Erklär mir die Welt
#399 Erklär mir Chemie, Mai Thi Nguyen-Kim
Episode Summary
Als ich mich auf das Gespräch mit Mai Thi Nguyen-Kim vorbereitete, merkte ich: Ich weiß genau gar nichts mehr über Chemie aus der Schule. Was für ein Fehler! Es ist faszinierend, wie viel man über unsere Welt durch die Brille der Chemie verstehen kann, ob das Kochen, Kaffee oder warum Furze riechen.

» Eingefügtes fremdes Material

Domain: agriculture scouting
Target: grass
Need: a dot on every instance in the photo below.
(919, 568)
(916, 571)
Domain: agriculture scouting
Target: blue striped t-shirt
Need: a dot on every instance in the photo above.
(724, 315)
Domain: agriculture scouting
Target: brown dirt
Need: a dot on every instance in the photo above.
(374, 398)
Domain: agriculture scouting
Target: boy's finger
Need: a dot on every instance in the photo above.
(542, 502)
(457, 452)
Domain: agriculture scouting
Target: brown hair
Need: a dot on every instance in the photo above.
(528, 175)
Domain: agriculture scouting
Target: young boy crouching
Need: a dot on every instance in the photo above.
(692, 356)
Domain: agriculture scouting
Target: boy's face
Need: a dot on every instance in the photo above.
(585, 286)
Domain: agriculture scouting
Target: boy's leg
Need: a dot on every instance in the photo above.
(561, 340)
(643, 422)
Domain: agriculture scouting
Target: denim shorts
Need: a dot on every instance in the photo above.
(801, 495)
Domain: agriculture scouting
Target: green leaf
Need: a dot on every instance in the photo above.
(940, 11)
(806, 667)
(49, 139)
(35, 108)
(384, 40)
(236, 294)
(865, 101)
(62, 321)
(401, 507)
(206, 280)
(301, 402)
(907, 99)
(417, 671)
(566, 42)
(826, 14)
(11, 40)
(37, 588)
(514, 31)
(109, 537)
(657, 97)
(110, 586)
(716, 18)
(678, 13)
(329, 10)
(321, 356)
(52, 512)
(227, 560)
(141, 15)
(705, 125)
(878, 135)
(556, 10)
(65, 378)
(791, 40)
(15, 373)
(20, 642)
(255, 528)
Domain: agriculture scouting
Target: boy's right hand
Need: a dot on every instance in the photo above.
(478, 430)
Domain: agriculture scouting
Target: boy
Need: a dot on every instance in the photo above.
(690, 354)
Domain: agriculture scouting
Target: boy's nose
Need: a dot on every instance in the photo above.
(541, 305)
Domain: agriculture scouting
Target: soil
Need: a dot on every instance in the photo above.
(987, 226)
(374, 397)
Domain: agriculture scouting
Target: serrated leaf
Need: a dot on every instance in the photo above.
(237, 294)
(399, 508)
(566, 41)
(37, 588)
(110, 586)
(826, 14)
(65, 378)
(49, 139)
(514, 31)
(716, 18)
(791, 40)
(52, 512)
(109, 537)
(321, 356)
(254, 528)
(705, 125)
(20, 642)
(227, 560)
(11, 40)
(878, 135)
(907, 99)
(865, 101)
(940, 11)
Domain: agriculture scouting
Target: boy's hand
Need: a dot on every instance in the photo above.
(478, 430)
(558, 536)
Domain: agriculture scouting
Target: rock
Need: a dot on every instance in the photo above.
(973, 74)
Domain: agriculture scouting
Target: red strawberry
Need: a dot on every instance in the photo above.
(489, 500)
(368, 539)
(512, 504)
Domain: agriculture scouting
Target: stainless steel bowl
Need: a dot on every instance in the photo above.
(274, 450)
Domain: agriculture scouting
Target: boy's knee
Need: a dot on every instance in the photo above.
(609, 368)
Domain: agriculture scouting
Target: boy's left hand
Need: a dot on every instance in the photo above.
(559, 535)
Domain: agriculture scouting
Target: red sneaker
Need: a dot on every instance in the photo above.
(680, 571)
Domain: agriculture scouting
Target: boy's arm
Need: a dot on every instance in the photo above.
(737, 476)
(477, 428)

So eine coole Aufnahme.
Episode Notes
Als ich mich auf das Gespräch mit Mai Thi Nguyen-Kim vorbereitete, merkte ich: Ich weiß genau gar nichts mehr über Chemie aus der Schule. Was für ein Fehler! Es ist faszinierend, wie viel man über unsere Welt durch die Brille der Chemie verstehen kann, ob das Kochen, Kaffee oder warum Furze riechen. So eine coole Aufnahme.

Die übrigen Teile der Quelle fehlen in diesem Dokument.